Thursday, October 25, 2012

Toobers and Tacks

The conversations today centered around foam coated wire and colored push pins as the students created short amino acid sequences.

Students built and rebuilt the sequences using a loaned kit from the Milwaukee School of Engineering.

As I walked around the room, bending and twisting of the toobers created a variety of shapes of polypeptides. It was a great visualization of amino acid impact on protein folding.

Cool stuff.

A folded protein

Wednesday, October 24, 2012

Walk Off 4

I've been interviewing students as a means of formative assessment.

The topic has been water: polar covalent bonds, unequal sharing of electrons, hydrogen bonds.....all good stuff. Maybe...

Yesterday, during the questions I was asking, a student (Mason) walked away with a 2.5. He was not at proficiency yet. That would have been a 3.

Today, he sat down and without my prompting or asking a question. He unloaded the bomb. He drove one over the fence on a line. He thoroughly and completely explained the polar covalent nature of water.

BOOM....walk off 4.

Joel had been waiting his turn. He scored a 3.5 in the interview from yesterday. I watched as he studied his notes, watched the screencast again and then approached the chair to talk about water. He sat down and I asked about explaining water's polar nature. Immediately, he knew that he didn't have the answer.

He got up and went back to the screencast (again). In a few students, Joel bounced up and nailed the explanation without trouble.

Joel didn't need to turn the 3.5 into a 4, but he did.

That was cool.

In both cases, students moved themselves and the class toward the two sigma result. That was very cool.

Monday, October 22, 2012

Although it is not the beginning, it really is.....


I wrote this back in June 2012....

I've been watching, listening and following #flipcon12 and feeling overwhelmed. Oh, yeah, and I got the book by Bergmann and Sams, just to push me over the deep end or into the deep end or deeper into the deep end.

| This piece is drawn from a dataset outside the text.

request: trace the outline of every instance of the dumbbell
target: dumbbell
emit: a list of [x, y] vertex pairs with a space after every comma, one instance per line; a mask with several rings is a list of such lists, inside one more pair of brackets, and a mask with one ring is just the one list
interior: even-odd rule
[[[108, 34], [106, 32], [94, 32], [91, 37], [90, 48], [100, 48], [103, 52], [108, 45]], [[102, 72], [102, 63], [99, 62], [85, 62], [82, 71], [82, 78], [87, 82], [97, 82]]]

There was a time when I was kid and we went to the old pool in Mason City. It sat on the flood plain of the Winnebago River, east of "the high school, across the bridge on US Highway 18. I'm sure you all know what I'm talking about. I don't know when the last time it had been used, but there it sat in all it's green-ness. Full of rainwater or  whatever it was full of....it was not a safe place to be for a bunch of 8 to 12 year old boys.

I got to close, fell in, got pushed....I don't remember, but I was in the deep end of a slime hole. I was in over my head and in a panic. Thrashing about and probably close to death (or not) one of the guys pulled me out with a stick.

So, that is how I feel right now. Panic stricken and waiting for someone to hold a stick out to me.

I've followed the tweets and been thinking that would be really cool to be there in Chicago, but at the same time, I don't know if I'm ready for this.

Can you be ready? It seems like you need to get pushed or slip or whatever and away you go.

Guess I gotta take that first step to the deepend of the pool.

Informative Assessments of Water

I've spent the past couple of days doing some informative assessments about the properties of water. This is the first real look into standards based grading that deals with content in science. So far the year has been about the process and getting good at the business of science: investigative questioning, hypothesizing, analyzing, concludzing. I know that the last word is spelled poorly, but it just seemed to fit with the other prior....to a certain degree.

Here's what I've started to find out:

  1. Students are nervous in the service when I ask them to come and sit to talk.
  2. They are genuinely confused about a lot of science topics like atoms.
  3. We think we've taught those concepts.
  4. I really like talking to students about what they know and don't know.
  5. They are suspicious of my motives and not very trusting....I don't think.
  6. There are major holes in background knowledge that I need to fill
It has taken a long time to interview the students. The rest of the class has been watching screencasts that I've put together about macromolecules and also doing so background research into their structure and function. The students are well behaved and for the most part don'd need me to hound them about staying with the job at hand.

The big issue is getting them to demonstrate what they know in a non-threatening environment. When we talk science, they get feed back and increase their understanding. I'm seeing that.

Moving to the Two Sigma Solution is going to be hard work for all involved.